As I looked at the well-preserved skulls, it didn't seem so long ago that I was living in W. Lafayette, Indiana with Laura and we were hearing news reports of the Vietnamese invasion and the downfall of the KR. I thought that about half of these people could be alive today if not for the KR atrocities. Certainly it's a gruesome site from one standpoint, but I thought the display was effective. There is no way to identify the skulls right now, but I did wonder if 20 years from now when all the people of Cambodia have had their DNA sequenced they will test the skulls for that purpose. The answer to that question probably requires a greater understanding of Cambodian culture than I gained from this short trip.
When we left our tuk tuk driver was waiting for us, as they typically do. Kevin asked him to remind us who in his family had perished here and he said his grandparents had. He explained that his parents had been taken to a different killing field in another part of Cambodia. When one fourth of a population is killed, the effects are far-reaching on both individuals and society. Cambodia is still paying the price for this in many ways.
On the way back, the tuk tuk driver took us down some back roads, and showed us some people fishing in the outskirts of the wetlands, which filter the sewage from the city. He knew Kevin well enough to realize that was the kind of thing he would be interested in. A few more miles down the road, Kevin asked the driver to stop, and shot the short video below. It's pretty self-explanatory; the wetlands look pretty normal at the start, and then the sand starts to appear, finally filling the entire field of view. At the end I'm asking our tuk tuk driver where they got the sand. He informed me that it was dredged from the bottom of the river.
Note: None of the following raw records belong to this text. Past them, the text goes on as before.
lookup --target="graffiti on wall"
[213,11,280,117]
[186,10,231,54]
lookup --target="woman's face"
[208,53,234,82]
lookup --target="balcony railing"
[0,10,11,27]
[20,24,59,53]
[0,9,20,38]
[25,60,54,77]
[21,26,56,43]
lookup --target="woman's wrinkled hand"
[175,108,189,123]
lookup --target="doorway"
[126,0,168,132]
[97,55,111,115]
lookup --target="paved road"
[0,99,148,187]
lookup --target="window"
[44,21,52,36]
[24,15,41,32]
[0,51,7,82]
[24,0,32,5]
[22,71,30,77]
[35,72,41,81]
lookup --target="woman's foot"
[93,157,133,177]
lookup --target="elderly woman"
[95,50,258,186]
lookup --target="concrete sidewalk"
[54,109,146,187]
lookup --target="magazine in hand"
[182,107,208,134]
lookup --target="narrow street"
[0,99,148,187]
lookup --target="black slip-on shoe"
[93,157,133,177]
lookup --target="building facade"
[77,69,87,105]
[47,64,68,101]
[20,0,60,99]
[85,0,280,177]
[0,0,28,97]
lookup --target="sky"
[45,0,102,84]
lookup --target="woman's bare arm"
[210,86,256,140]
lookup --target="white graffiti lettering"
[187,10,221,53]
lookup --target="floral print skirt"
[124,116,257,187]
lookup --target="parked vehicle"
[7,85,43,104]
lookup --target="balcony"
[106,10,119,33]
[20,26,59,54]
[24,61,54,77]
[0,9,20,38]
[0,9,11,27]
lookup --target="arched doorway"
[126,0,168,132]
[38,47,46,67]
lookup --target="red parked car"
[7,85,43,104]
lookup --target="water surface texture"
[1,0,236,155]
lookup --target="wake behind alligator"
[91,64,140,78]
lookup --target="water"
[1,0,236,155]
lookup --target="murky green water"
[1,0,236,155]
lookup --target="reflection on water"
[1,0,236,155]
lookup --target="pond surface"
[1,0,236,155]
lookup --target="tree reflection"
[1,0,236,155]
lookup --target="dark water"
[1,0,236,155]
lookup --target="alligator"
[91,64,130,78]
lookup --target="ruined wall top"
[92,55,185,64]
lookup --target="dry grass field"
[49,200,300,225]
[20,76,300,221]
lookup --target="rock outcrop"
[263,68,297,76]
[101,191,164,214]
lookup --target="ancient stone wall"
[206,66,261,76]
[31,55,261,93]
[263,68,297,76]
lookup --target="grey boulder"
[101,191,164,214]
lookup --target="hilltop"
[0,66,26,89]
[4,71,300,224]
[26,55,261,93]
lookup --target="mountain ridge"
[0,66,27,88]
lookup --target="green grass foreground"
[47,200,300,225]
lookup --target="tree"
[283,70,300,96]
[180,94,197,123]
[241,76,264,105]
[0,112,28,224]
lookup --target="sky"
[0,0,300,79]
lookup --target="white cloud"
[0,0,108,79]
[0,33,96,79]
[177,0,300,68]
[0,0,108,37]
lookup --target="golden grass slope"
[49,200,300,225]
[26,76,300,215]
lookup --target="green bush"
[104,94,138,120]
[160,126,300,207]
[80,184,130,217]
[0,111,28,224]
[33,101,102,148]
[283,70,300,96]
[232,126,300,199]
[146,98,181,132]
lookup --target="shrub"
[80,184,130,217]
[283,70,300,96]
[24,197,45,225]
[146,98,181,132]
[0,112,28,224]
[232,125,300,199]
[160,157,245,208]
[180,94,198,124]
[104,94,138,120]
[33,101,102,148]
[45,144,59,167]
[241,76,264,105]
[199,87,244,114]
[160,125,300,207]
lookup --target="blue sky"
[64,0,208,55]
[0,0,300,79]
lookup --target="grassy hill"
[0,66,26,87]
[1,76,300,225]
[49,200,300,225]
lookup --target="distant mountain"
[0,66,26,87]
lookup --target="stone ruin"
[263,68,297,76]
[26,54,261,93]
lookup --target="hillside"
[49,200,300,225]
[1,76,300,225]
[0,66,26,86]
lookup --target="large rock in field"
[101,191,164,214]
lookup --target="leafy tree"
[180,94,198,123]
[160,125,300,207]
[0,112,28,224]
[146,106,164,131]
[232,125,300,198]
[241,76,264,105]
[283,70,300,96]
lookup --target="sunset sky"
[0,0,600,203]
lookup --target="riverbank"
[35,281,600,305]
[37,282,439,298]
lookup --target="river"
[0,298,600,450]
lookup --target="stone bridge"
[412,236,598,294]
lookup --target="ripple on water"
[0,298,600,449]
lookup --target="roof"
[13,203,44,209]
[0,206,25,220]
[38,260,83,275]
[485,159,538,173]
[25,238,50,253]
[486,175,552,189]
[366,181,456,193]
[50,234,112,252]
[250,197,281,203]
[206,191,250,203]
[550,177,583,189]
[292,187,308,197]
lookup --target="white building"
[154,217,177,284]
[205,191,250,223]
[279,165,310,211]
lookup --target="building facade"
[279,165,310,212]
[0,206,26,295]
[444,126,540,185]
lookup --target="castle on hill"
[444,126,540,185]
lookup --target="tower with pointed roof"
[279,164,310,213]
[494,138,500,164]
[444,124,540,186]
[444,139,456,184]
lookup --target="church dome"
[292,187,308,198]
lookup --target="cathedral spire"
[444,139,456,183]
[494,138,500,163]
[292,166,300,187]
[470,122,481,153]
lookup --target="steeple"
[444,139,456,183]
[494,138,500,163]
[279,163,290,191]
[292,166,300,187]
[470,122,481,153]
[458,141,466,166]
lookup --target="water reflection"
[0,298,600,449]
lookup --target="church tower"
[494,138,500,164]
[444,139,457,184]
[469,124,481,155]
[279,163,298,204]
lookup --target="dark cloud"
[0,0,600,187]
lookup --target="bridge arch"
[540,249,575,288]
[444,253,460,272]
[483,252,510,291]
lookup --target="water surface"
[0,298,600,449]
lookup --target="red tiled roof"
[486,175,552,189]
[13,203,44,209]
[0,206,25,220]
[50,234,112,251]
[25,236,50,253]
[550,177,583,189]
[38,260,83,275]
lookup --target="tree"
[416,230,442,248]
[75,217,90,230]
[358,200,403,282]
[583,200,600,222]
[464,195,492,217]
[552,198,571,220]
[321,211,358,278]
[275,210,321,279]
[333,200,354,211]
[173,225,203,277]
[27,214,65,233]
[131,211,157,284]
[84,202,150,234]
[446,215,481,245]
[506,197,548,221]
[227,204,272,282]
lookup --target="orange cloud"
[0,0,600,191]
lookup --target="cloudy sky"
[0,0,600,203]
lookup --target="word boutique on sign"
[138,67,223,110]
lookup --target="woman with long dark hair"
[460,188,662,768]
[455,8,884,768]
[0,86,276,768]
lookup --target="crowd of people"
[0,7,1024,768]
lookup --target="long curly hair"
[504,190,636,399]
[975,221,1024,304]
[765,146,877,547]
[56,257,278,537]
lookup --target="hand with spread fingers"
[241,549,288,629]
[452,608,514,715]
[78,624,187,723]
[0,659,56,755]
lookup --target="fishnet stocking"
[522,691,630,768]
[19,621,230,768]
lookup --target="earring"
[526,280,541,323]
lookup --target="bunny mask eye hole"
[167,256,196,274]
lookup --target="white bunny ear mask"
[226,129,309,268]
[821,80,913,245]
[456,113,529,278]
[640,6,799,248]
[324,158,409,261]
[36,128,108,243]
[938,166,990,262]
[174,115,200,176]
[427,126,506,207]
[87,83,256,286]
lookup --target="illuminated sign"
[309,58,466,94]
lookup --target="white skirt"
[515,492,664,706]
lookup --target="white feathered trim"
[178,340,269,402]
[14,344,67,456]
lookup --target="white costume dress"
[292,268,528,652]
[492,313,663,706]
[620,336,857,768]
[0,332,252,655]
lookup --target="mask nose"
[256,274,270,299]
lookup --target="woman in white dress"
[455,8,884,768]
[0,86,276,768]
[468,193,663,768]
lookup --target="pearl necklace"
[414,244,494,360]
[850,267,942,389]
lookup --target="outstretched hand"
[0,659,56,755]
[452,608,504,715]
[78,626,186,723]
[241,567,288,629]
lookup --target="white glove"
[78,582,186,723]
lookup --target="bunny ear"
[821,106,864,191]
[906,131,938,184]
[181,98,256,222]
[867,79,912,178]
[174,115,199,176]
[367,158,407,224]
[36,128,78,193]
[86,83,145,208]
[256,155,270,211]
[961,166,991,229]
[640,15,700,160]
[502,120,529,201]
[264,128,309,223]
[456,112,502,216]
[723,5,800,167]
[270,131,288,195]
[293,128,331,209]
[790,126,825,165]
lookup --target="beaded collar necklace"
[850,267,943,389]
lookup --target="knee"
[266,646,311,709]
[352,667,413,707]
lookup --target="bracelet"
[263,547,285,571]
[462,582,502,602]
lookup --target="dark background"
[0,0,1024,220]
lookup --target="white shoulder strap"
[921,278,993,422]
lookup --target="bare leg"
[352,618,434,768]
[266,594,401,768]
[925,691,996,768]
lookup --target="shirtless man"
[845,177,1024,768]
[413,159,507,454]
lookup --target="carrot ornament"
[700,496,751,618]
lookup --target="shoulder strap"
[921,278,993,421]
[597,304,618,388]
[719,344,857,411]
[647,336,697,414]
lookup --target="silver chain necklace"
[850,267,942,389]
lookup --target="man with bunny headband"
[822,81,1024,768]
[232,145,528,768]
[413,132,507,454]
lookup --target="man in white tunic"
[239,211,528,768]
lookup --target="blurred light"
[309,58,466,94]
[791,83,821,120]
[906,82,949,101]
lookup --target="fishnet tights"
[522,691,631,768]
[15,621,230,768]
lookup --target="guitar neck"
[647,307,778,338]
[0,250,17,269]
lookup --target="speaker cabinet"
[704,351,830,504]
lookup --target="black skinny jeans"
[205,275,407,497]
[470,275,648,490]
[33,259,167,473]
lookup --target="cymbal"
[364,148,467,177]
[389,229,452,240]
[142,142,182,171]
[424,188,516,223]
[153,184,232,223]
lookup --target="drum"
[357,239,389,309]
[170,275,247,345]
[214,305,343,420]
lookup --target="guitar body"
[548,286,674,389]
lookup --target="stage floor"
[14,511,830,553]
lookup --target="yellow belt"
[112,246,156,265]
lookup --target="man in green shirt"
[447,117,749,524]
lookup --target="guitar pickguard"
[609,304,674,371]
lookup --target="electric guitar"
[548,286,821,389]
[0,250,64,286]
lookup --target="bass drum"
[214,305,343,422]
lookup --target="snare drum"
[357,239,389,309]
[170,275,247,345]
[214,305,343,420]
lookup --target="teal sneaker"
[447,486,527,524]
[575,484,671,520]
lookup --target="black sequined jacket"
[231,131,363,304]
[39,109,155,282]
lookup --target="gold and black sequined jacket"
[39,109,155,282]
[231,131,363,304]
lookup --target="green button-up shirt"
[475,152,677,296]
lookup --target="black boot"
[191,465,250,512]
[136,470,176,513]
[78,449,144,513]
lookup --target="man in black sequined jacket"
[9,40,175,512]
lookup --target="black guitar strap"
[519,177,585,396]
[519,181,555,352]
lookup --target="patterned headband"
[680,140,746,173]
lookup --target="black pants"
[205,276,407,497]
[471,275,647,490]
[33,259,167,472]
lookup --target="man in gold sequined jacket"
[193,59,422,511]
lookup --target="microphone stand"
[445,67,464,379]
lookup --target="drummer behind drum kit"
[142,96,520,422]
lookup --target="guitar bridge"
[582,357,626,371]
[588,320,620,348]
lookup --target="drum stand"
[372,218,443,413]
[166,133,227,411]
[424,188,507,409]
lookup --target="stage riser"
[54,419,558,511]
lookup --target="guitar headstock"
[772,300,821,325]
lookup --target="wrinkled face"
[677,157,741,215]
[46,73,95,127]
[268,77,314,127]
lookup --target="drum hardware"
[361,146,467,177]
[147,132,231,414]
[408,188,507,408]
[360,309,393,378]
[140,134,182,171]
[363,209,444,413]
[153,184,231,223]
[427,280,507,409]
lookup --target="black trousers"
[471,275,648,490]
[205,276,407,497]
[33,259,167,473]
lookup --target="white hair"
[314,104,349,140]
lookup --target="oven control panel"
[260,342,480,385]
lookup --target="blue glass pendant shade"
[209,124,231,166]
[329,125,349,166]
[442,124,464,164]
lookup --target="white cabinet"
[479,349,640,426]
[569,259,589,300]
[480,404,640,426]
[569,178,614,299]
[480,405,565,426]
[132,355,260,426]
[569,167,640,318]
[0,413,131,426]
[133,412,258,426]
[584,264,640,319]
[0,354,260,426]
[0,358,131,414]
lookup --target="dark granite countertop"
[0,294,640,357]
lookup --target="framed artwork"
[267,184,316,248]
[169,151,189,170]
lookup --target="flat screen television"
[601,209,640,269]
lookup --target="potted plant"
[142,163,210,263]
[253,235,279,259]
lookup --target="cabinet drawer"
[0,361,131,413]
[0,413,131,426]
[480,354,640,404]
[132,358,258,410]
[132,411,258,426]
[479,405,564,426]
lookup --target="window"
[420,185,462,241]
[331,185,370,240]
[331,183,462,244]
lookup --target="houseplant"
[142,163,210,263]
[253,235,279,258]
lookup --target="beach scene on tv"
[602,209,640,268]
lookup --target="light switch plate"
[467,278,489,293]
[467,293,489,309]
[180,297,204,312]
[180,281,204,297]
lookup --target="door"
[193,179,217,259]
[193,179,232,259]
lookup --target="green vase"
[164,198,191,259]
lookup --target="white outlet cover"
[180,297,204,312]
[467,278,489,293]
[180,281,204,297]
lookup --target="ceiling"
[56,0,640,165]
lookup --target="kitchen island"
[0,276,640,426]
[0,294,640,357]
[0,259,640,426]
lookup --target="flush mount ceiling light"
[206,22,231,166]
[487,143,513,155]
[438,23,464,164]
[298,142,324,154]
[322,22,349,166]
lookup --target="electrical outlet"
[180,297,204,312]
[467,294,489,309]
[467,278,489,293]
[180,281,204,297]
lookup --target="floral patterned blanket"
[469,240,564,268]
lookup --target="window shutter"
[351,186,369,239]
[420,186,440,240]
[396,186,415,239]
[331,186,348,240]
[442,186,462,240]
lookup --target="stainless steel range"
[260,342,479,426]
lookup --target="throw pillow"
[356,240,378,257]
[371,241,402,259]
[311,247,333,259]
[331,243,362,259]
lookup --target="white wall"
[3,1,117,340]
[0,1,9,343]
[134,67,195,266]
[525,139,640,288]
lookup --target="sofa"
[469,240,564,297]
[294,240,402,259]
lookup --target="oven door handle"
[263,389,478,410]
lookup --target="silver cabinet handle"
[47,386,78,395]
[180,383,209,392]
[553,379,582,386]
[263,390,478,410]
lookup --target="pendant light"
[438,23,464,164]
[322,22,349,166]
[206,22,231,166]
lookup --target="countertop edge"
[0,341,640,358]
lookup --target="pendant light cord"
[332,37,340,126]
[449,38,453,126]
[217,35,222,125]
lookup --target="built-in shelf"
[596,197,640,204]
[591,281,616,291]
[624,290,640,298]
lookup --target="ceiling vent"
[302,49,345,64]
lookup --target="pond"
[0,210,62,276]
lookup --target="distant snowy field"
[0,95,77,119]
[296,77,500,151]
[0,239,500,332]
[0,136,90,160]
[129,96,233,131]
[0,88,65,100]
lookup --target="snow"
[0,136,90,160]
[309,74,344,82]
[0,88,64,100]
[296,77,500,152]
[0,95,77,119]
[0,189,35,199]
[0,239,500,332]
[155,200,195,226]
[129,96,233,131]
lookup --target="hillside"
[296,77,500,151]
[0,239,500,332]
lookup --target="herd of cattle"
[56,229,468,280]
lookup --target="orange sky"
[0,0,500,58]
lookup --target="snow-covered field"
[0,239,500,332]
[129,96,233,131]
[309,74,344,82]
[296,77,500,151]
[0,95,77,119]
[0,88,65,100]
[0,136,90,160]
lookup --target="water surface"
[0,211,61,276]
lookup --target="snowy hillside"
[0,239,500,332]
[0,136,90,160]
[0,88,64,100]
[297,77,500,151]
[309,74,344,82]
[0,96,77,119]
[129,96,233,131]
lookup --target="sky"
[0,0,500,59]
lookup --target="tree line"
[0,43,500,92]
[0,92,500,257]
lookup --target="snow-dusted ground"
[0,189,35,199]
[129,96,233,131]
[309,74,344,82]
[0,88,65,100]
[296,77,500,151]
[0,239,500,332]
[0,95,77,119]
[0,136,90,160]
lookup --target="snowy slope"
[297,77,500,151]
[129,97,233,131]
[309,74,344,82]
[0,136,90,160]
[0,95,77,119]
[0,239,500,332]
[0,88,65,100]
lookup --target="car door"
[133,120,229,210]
There's a reason we're not allowed to fill in wetlands in Massachusetts. They perform essential functions, even more so in Cambodia than here. It's a potential ecological disaster due to the lack of sewage treatment over there. The wetlands are filled in so that building can be constructed there. These construction projects are mainly funded by the Chinese, and most of the top jobs go to Chinese nationals, with the Cambodians serving as laborers. It's really a failure of the Cambodian government, not an unusual event in many third world countries. You can decide to what extent poor government is a legacy of the Khmer Rouge.